Microsoft has released a new tool for identifying child predators who groom children for abuse in online chats. Project Artemis, based on a technique Microsoft has been using on the Xbox, will now be made available to other online companies with chat functions. It comes at a time when multiple platforms are dealing with child predators targeting kids for sexual abuse by striking up conversations in chat windows.

Artemis works by recognizing specific words and speech patterns and flagging suspicious messages for review by a human moderator. The moderator then determines whether to escalate the situation by contacting police or other law enforcement officials. If a moderator finds a request for child sexual exploitation or images of child abuse, the National Center for Missing and Exploited Children will be notified for further action.

“There is abuse on every platform.”

“Sometimes we yell at the platforms — and there is abuse on every platform that has online chat — but we should applaud them for putting mechanisms in place,” says Julie Cordua, CEO of nonprofit tech organization Thorn, which works to prevent online sexual abuse of children. “If someone says, ‘oh we don’t have abuse’ I’ll say to them, ‘well, are you looking?’”

In December, The New York Times found that online chat platforms were fertile “hunting grounds” for child predators who groom their victims by first befriending them and then insinuating themselves into a child’s life, both online and off. Most major platforms are dealing with some measure of abuse by child predators, including Microsoft’s Xbox Live. In 2017, as the Times noted, a man was sentenced to 15 years in prison for threatening children with rape and murder over the Xbox Live chat.

Detection of online child sexual abuse and policies for handling it can vary greatly from company to company, with many of the companies involved wary of potential privacy violations, the Times reported. In 2018, Facebook announced a system to catch predators that looks at whether someone quickly contacts many children and how often they’re blocked. But Facebook also has access to much more data about its users than other platforms might.

Child predators lurk in online chats to find vulnerable kids

Microsoft’s tool is important, according to Thorn, because it’s available to any company using chat and helps to set an industry standard for what detection and monitoring of predators should look like, helping with the development of future prevention tools. Chats are difficult to monitor for potential child abuse because there can be so much nuance in a conversation, Cordua says.

Child predators can lurk in online chat rooms to find victims much like they would offline, but with much more immediate access, says Elizabeth Jeglic, a professor of psychology at John Jay College of Criminal Justice in New York who has written extensively about protecting children from online sexual abuse, in particular, the often subtle practice of grooming. “Within 30 minutes they may be talking sexually with a child,” she says. “In person it’s harder to get access to a child, but online a predator is able to go in, test the waters and if it doesn’t work, go ahead and move on to the next victim.”

It doesn’t stop with one platform, Cordua adds. “They’ll try to isolate the child and will follow them across multiple platforms, so they can have multiple exploitation points,” she says.

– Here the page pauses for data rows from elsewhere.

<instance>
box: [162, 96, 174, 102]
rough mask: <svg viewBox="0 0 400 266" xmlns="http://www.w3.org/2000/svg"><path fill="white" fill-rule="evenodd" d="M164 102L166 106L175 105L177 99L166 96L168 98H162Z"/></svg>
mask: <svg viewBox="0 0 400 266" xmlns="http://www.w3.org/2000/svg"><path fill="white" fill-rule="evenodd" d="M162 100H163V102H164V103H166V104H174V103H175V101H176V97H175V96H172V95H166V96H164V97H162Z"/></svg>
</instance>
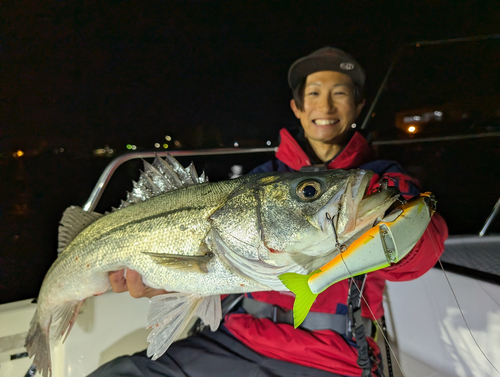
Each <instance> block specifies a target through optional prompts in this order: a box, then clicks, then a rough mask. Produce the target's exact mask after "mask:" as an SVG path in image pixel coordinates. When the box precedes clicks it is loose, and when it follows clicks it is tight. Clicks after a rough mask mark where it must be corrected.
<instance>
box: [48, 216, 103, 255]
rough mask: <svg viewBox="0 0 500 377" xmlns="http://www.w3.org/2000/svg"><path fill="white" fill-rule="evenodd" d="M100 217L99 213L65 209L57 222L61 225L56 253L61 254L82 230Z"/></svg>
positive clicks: (59, 230)
mask: <svg viewBox="0 0 500 377" xmlns="http://www.w3.org/2000/svg"><path fill="white" fill-rule="evenodd" d="M102 216H103V215H102V214H100V213H97V212H87V211H84V210H83V209H81V208H80V207H76V206H71V207H68V208H66V211H64V213H63V217H62V219H61V221H60V222H59V223H60V224H61V225H59V246H58V248H57V253H58V254H61V253H62V252H63V251H64V250H65V249H66V247H67V246H68V245H69V244H70V242H71V241H73V239H74V238H75V237H76V236H77V235H78V234H79V233H80V232H81V231H82V230H83V229H85V228H86V227H87V226H89V225H90V224H92V223H93V222H94V221H96V220H97V219H99V218H101V217H102Z"/></svg>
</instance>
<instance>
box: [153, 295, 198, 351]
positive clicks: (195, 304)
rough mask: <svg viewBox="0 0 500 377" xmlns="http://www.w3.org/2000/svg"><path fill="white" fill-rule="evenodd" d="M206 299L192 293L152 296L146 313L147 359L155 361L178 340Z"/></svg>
mask: <svg viewBox="0 0 500 377" xmlns="http://www.w3.org/2000/svg"><path fill="white" fill-rule="evenodd" d="M205 299H206V298H205V297H203V296H200V295H197V294H194V293H176V292H174V293H167V294H164V295H159V296H154V297H153V298H152V299H151V305H150V307H149V313H148V328H149V329H151V332H150V333H149V336H148V339H147V340H148V342H149V347H148V351H147V355H148V357H152V359H153V360H156V359H157V358H159V357H160V356H161V355H163V354H164V353H165V352H166V351H167V349H168V347H170V345H171V344H172V343H173V342H174V341H175V340H177V339H178V338H179V336H180V335H181V334H182V332H183V331H184V329H185V328H186V327H187V325H188V324H189V321H190V320H191V317H193V315H196V313H197V311H198V308H199V307H200V305H201V304H202V303H203V301H204V300H205Z"/></svg>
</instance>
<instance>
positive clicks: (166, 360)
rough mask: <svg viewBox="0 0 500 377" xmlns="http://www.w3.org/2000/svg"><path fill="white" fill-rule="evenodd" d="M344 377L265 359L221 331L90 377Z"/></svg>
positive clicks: (143, 354) (270, 359) (175, 342)
mask: <svg viewBox="0 0 500 377" xmlns="http://www.w3.org/2000/svg"><path fill="white" fill-rule="evenodd" d="M112 376H127V377H159V376H162V377H167V376H168V377H185V376H190V377H202V376H203V377H204V376H217V377H234V376H249V377H250V376H251V377H276V376H296V377H298V376H304V377H342V376H340V375H338V374H334V373H329V372H326V371H324V370H320V369H314V368H309V367H306V366H302V365H298V364H293V363H288V362H286V361H281V360H276V359H272V358H269V357H265V356H262V355H260V354H258V353H256V352H254V351H252V350H251V349H250V348H248V347H247V346H245V345H244V344H243V343H241V342H240V341H238V340H237V339H236V338H234V337H233V336H232V335H230V334H229V333H227V332H226V331H224V330H221V329H219V330H218V331H216V332H211V331H203V332H201V333H198V334H196V335H194V336H191V337H188V338H186V339H183V340H180V341H178V342H175V343H173V344H172V345H171V346H170V348H169V349H168V351H167V352H166V353H165V354H164V355H163V356H161V357H160V358H159V359H157V360H156V361H152V360H151V359H150V358H149V357H147V356H146V351H143V352H139V353H136V354H134V355H132V356H122V357H119V358H117V359H115V360H112V361H110V362H109V363H107V364H104V365H102V366H101V367H100V368H99V369H97V370H96V371H95V372H94V373H92V374H90V375H89V377H112Z"/></svg>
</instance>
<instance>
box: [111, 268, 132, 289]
mask: <svg viewBox="0 0 500 377" xmlns="http://www.w3.org/2000/svg"><path fill="white" fill-rule="evenodd" d="M124 272H125V270H118V271H109V272H108V278H109V283H110V284H111V289H112V290H113V292H116V293H120V292H126V291H128V287H127V280H126V279H125V276H124Z"/></svg>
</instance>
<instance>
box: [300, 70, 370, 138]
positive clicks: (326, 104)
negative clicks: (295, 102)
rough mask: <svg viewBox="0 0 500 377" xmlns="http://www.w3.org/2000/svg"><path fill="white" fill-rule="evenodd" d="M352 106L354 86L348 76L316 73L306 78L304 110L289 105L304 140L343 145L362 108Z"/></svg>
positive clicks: (354, 106) (360, 106)
mask: <svg viewBox="0 0 500 377" xmlns="http://www.w3.org/2000/svg"><path fill="white" fill-rule="evenodd" d="M363 105H364V101H363V102H362V103H360V104H358V105H356V104H355V102H354V84H353V83H352V80H351V78H350V77H349V76H347V75H345V74H343V73H340V72H334V71H320V72H315V73H312V74H310V75H309V76H307V79H306V84H305V90H304V110H303V111H302V110H300V109H298V108H297V106H296V105H295V101H294V100H292V101H291V107H292V110H293V112H294V114H295V116H296V117H297V119H300V123H301V124H302V127H303V128H304V132H305V136H306V138H307V139H308V140H309V142H311V143H315V142H316V143H317V142H319V143H325V144H339V145H342V144H345V142H346V137H347V135H348V134H349V129H350V127H351V125H352V124H353V123H354V121H355V119H356V118H357V117H358V115H359V113H360V112H361V109H362V108H363Z"/></svg>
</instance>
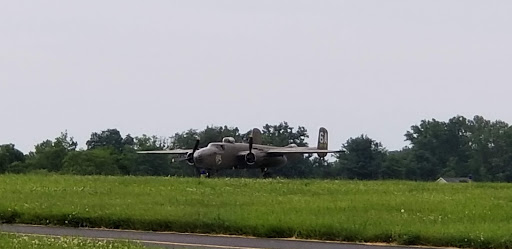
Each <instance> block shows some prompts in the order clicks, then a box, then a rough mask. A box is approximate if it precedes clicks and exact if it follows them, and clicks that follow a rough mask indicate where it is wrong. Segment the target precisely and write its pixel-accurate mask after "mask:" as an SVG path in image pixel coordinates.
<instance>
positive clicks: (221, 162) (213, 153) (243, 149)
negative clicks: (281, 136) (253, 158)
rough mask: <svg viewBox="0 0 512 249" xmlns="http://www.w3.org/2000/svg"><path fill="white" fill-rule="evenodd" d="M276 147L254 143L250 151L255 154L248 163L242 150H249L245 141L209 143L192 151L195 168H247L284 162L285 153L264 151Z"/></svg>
mask: <svg viewBox="0 0 512 249" xmlns="http://www.w3.org/2000/svg"><path fill="white" fill-rule="evenodd" d="M272 148H278V147H274V146H267V145H260V144H254V145H253V149H252V152H253V153H254V155H255V156H256V161H255V162H254V164H248V163H247V161H246V160H245V154H244V152H247V151H248V150H249V144H245V143H224V142H223V143H210V144H209V145H208V146H207V147H205V148H202V149H199V150H197V151H196V153H194V162H195V166H196V167H197V168H202V169H213V170H217V169H233V168H234V169H248V168H259V169H261V168H270V167H280V166H283V165H285V164H286V162H287V159H286V156H285V155H276V156H268V155H265V151H266V150H269V149H272Z"/></svg>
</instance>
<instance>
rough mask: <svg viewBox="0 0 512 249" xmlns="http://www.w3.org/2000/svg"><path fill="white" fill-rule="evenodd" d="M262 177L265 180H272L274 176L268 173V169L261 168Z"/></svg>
mask: <svg viewBox="0 0 512 249" xmlns="http://www.w3.org/2000/svg"><path fill="white" fill-rule="evenodd" d="M261 177H263V178H270V177H272V174H270V172H269V171H268V168H261Z"/></svg>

A predator may ask a child for a photo, then ratchet up the demands to videos, increasing the level of sexual content. “The child is racked with guilt and fear, and this is why the predator goes across platforms: he can say ‘oh I know all your friends on Facebook, if you don’t send me a video I’ll send that first photo to everyone at your junior high.’”

“We need to get better at identifying where this is happening.”

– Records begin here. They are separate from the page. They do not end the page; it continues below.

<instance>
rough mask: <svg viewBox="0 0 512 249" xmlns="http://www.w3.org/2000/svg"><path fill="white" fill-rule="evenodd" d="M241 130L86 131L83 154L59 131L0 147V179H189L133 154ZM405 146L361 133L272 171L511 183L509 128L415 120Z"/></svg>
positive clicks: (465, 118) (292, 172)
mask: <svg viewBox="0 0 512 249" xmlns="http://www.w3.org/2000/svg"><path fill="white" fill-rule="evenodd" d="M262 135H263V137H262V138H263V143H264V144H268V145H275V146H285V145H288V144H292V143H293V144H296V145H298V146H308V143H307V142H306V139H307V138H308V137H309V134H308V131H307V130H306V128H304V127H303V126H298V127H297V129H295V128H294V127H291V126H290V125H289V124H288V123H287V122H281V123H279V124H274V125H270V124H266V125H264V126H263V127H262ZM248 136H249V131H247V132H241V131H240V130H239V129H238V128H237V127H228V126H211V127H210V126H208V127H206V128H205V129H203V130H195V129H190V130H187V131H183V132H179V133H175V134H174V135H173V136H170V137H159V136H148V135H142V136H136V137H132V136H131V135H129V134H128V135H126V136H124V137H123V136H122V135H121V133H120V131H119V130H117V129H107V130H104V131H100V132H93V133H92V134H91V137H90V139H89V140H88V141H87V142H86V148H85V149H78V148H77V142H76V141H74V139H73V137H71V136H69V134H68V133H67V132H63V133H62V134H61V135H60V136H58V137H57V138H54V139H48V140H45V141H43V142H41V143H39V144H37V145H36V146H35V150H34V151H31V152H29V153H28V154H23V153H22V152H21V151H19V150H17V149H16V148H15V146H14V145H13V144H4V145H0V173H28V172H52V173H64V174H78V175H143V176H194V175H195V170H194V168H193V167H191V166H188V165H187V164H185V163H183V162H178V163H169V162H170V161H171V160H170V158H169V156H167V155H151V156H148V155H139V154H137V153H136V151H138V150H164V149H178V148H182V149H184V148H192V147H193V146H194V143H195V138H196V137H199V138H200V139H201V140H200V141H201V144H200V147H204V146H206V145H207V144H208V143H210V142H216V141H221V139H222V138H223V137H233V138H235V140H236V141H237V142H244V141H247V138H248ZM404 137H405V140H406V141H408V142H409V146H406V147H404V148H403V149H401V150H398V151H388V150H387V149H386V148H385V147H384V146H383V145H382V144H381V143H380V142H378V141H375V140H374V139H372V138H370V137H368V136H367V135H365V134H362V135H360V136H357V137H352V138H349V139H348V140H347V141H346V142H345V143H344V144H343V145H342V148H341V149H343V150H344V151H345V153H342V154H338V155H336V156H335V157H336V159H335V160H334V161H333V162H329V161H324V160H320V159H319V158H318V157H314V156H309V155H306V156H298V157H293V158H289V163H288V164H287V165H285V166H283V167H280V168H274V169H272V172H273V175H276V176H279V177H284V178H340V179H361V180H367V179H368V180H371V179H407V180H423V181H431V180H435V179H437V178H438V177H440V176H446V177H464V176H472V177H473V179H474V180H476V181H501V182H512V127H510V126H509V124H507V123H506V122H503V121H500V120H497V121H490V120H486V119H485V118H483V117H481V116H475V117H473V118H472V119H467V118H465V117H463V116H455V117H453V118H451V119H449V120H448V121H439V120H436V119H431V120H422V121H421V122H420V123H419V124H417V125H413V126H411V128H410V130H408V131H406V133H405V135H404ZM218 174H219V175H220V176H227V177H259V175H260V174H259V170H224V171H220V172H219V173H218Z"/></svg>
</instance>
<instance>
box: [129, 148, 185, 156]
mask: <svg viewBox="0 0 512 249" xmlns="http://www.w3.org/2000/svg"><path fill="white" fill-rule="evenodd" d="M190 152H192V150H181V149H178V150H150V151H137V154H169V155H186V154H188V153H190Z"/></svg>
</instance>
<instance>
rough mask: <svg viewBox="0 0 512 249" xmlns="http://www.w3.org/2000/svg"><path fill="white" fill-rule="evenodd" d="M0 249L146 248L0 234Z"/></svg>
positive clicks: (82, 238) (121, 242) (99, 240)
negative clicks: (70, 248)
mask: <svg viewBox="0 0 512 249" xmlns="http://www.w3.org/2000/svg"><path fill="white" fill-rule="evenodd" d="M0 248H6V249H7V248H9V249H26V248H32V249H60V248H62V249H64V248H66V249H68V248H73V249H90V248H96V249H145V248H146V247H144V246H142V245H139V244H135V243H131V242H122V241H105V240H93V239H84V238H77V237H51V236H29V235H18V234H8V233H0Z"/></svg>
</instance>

Artemis has been in development for more than 14 months, Microsoft says, beginning in November 2018 at a Microsoft “360 Cross-Industry Hackathon,” which was co-sponsored by two children’s protection groups, the WePROTECT Global Alliance and the Child Dignity Alliance. A team including Roblox, Kik, Thorn, and The Meet Group worked with Microsoft on the project. It was led by Hany Farid who developed the PhotoDNA tool for detecting and reporting images of child sexual exploitation online.

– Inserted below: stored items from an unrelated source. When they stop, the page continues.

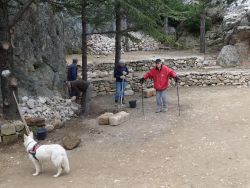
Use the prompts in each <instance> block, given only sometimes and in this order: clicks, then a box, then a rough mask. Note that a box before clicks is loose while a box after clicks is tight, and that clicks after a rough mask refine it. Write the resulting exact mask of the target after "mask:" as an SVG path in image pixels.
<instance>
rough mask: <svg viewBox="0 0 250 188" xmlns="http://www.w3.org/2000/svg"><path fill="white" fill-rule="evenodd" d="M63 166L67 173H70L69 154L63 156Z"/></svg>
mask: <svg viewBox="0 0 250 188" xmlns="http://www.w3.org/2000/svg"><path fill="white" fill-rule="evenodd" d="M62 167H63V169H64V170H65V172H66V173H69V171H70V168H69V159H68V157H67V155H64V156H63V161H62Z"/></svg>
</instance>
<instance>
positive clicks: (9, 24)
mask: <svg viewBox="0 0 250 188" xmlns="http://www.w3.org/2000/svg"><path fill="white" fill-rule="evenodd" d="M33 1H34V0H27V2H26V3H25V4H24V6H23V8H22V9H20V10H19V11H18V12H17V14H16V15H15V17H14V18H13V19H12V20H10V22H9V27H10V28H11V27H13V26H14V25H15V24H16V23H17V22H18V21H19V20H20V18H21V17H22V16H23V14H24V13H25V11H26V10H27V9H28V8H29V6H30V5H31V3H33Z"/></svg>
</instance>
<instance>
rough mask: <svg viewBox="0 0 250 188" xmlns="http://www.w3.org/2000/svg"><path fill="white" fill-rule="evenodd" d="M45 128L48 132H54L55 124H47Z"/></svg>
mask: <svg viewBox="0 0 250 188" xmlns="http://www.w3.org/2000/svg"><path fill="white" fill-rule="evenodd" d="M45 129H46V130H47V131H48V132H52V131H53V130H54V126H53V125H51V124H47V125H45Z"/></svg>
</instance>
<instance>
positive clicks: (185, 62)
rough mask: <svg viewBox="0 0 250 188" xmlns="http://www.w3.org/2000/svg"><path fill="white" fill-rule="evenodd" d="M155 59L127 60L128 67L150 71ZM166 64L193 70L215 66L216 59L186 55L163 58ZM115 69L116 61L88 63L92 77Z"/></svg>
mask: <svg viewBox="0 0 250 188" xmlns="http://www.w3.org/2000/svg"><path fill="white" fill-rule="evenodd" d="M154 60H155V59H154ZM154 60H152V59H151V60H150V59H149V60H141V61H130V62H126V64H127V66H128V68H129V69H130V70H132V71H135V72H140V71H148V70H149V69H150V68H151V67H153V66H155V63H154ZM162 60H164V64H165V65H167V66H168V67H170V68H172V69H173V70H192V69H202V68H205V67H209V66H215V65H216V61H215V60H205V61H204V58H202V57H186V58H168V59H162ZM113 70H114V62H111V63H100V64H97V65H95V64H90V65H88V71H89V75H90V78H91V73H93V72H96V71H101V72H110V71H113Z"/></svg>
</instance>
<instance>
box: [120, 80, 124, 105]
mask: <svg viewBox="0 0 250 188" xmlns="http://www.w3.org/2000/svg"><path fill="white" fill-rule="evenodd" d="M123 85H124V79H122V91H121V96H120V107H122V106H123V104H122V99H123V91H124V87H123Z"/></svg>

Some of the details about how the Artemis tool will work in practice are unclear, however, and are likely to vary depending on which platform is using it. It’s not stated whether Artemis would work with chat programs that use end-to-end encryption, or what steps will be taken to prevent potential PTSD among moderators.

Thorn will be administering the program and handling licensing and support to get participating companies onboarded, Microsoft says.

Cordua says while Artemis has some initial limitations — it currently only works in English — the tool is a huge step in the right direction. Since each company that uses the tool can customize it for its own audience (chats on gaming platforms will obviously vary from those on social apps), there will be ample opportunity to adapt and refine how the tool works. And, she says, it’s about time platforms move away from the failed practices of self-policing and toward pro-active prevention of child grooming and abuse.

In its blog post, Microsoft adds that the Artemis tool is “by no means a panacea” but is a first step toward detecting online grooming of children by sexual predators, which it terms “weighty” problems.

“The first step is we need to get better at identifying where this is happening,” Cordua says. “But all companies that host any chat or video should be doing this or they are complicit in allowing the abuse of children on their platforms.”